Italian two-way risk

The negotiations in Rome over the 2019 budget are entering their final stage – the government is obliged to present a draft budget to parliament by 27th September. Behind the scenes, the parties involved are trying to thrash out a compromise, with the main battlelines currently being drawn between Finance Minister Tria and Five Star leader Di Maio. Tria is continuing to advocate a budget deficit well below 3% of GDP and in compliance with the European Commission’s requirements. By contrast, Di Maio is mainly seeking to promote a universal basic income, which would inevitably lead to a higher new borrowing requirement. Of late, Lega chairman Salvini has surprisingly kept his head below the parapet, even though his party is actually leading in the opinion polls by now, benefiting above all from the government’s hard line over the migration question. As of yet, the outcome is wide open: an agreement between the warring parties, Tria’s resignation, or even a breakdown of the coalition would all appear to be possible scenarios.

Recently, capital markets have kept decidedly cool about the renewed political escalation in Italy. Since the beginning of September, spreads on Italian government bonds have narrowed to a noticeable extent in response to the fact that the government has been sounding a considerably more level-headed tone, at least in the direction of the market. True, risk premiums had previously widened to a marked extent from April until late August; the current recovery trend must therefore, so far, be interpreted as more of a consolidation at a still high level.

The current political situation involves a two-way risk. If the government comes up with a compromise in the budgetary spat and if the budget presented – including ideas for finding the funds to pay for the flat-tax and basic-income proposals – convinces investors, at least in part, the upheavals surrounding the Italian government could subside and market gyrations may become less pronounced.

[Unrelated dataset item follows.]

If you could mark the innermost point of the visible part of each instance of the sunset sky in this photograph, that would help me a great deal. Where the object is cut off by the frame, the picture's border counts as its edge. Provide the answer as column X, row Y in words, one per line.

Admittedly, Italy’s major structural problems would still be a burden: mention should be made here of the persistently high volume of impaired loans with which the banking sector is saddled, the towering public-debt ratio, relatively inefficient administrative structures and a large underground economy. By contrast, if the quarrel within the cabinet were to escalate further, with the moderate Finance Minster Tria maybe resigning, a new wave of political chaos and massive market disruptions would threaten. Italy, in other words, is standing at a crucial crossroads.